Uzun süre Türkiye'de kalması Sefin Dizayi’ye yaramamış. Aslında uzun süre Türkiye'de kalmış bir siyasetçinin konuşmalarını ciddiye almamak lazım. Türkiye'yi hoşnut kılmak için yapılmış bir konuşma diye geçiştirmek lazım. Ancak KDP adına konuşması durumu tehlikeli kılıyor. Türkiye bu nedenle tepki gelmeyecek düşüncesiyle daha fazla sivili öldürebilir. Roboskî’de “bir PKK’li içinde var” istihbaratıyla 34 çocuk ve genç öldürülmedi mi? Başur’daki sivil yerleşim yerlerinde Roboski katliamını yapma mantığıyla birçok kaltiam da gerçekleşebilir. Zaten Kortek ve Zergelê’deki katliamlara karşı KDP açık ve net tutum takınmadığı için Balayan katliamı gerçekleşmiştir. Bir gün KDP’lilerin yanında PKK’liler var kuşkusuyla onlarca KDP’li de öldürülebilir. Roboskî’de onlarca çocuğu acımasızca öldürenler böyle bir katliamı niye yapmasınlar ki! Bunları, KDP’nin Türkiye'nin mantığını ve Kürt düşmanlığını anlaması için belirtiyoruz. 

KDP Şengal’de de benzer yanlışı söylemlerde bulunmuştu. “Şengal’de PKK’liler var diye Şengal bombalanacak” diye halkı Kürt Özgürlük Hareketi'ne karşı kışkırtmaya çalışıyordu. Sonra da bu mantığın pratikleşmesi olarak saldırı gerçekleşti. Şengal’de Kürt Özgürlük Hareketi’yle işbirliği yapacağına TC sopası ve korkusuyla Êzîdîlerle karşı karşıya getirip gerillayı Şengal’den çıkarma politikasına yöneldi. Sonunda PKK’yi çıkaracağım diyen KDP Türk devletinin desteğini alan Irak tarafından birçok yerden çıkarıldı. Şengal’i de bırakma durumunda kaldılar. Bu açıdan Kürt düşmanı güçlere gerekçe aranacağına, Kürtler arası birlikle bu tür saldırıları durdurma politikaları izlemeleri gerekir. Soykırımcı sömürgeciler her zaman bahane ararlar; gözünüzün üzerinde kaş var derler. Derler de derler. Bunu AKP-MHP’nin her söylemlerinde duymuyoruz.
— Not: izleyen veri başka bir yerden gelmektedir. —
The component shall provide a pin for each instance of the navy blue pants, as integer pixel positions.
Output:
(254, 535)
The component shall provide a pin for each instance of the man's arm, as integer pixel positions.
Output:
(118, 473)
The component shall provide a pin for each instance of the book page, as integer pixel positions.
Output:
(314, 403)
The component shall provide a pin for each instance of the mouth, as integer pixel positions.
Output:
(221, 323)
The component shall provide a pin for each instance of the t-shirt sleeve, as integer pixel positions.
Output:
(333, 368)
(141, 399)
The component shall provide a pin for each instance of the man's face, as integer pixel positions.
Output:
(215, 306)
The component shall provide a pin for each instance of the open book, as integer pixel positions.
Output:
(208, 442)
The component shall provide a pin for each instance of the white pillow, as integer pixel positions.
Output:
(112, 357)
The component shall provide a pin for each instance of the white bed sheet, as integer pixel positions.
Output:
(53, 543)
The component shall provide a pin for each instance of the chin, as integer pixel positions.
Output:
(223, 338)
Öyle ki artık Kürtler AKP-MHP yandaşı televizyonları dinlemek istemiyorlar. Çünkü her gün Kürtlere saldırmak için yüz gerekçe sayıyorlar. 

KDP’nin bu saldırılara karşı tutum alması gerekir. Türkiye ile bazı çıkar ilişkileri nedeniyle bu saldırılara sessiz kalınamaz. KDP ve Kürtler açısından orta ve uzun vadeli düşünmek doğrudur. Bu da Türk devletinin saldırılarına karşı çıkmayı gerektirir. Türk devletinin Başur’daki askeri varlığına ve hava saldırılarına karşı çıkmayı gerektirir. Yoksa Türk devleti Başur’daki askeri varlığına ve hava saldırılarına dayanarak Başûrê Kurdîstan halkının iradesini kırmaya yönelir. AKP iktidarının son yıllardaki pratiği, Türk devletinin politikalarının ne kadar ikiyüzlü ve tehlikeli olduğunu ortaya koymuştur. Dünyada en sinsi ve güvenilmez politikalar Türkiye'ye aittir. Bunu görmemek, Kürt gerçeğini anlamamaktır. Türkiye, Ortadoğu'da Kürt düşmanlığının öncüsüdür. Sadece Bakur’un değil, tüm Kürdistan parçalarının düşmanıdır. Bu bilince kavuşmayan Kürt eksik bilince sahip Kürt’tür. Sefin Dizayi Ankara’da bunu öğrenmemişse bu demektir ki, orada bir Kürt gibi düşünüp bir Kürt gibi yaşamamıştır. Sefin Dizayi Türk devletinin saldırılarını meşrulaştırmayı bıraksın; bir Kürt gibi düşünsün, bir Kürt gibi tutum alsın.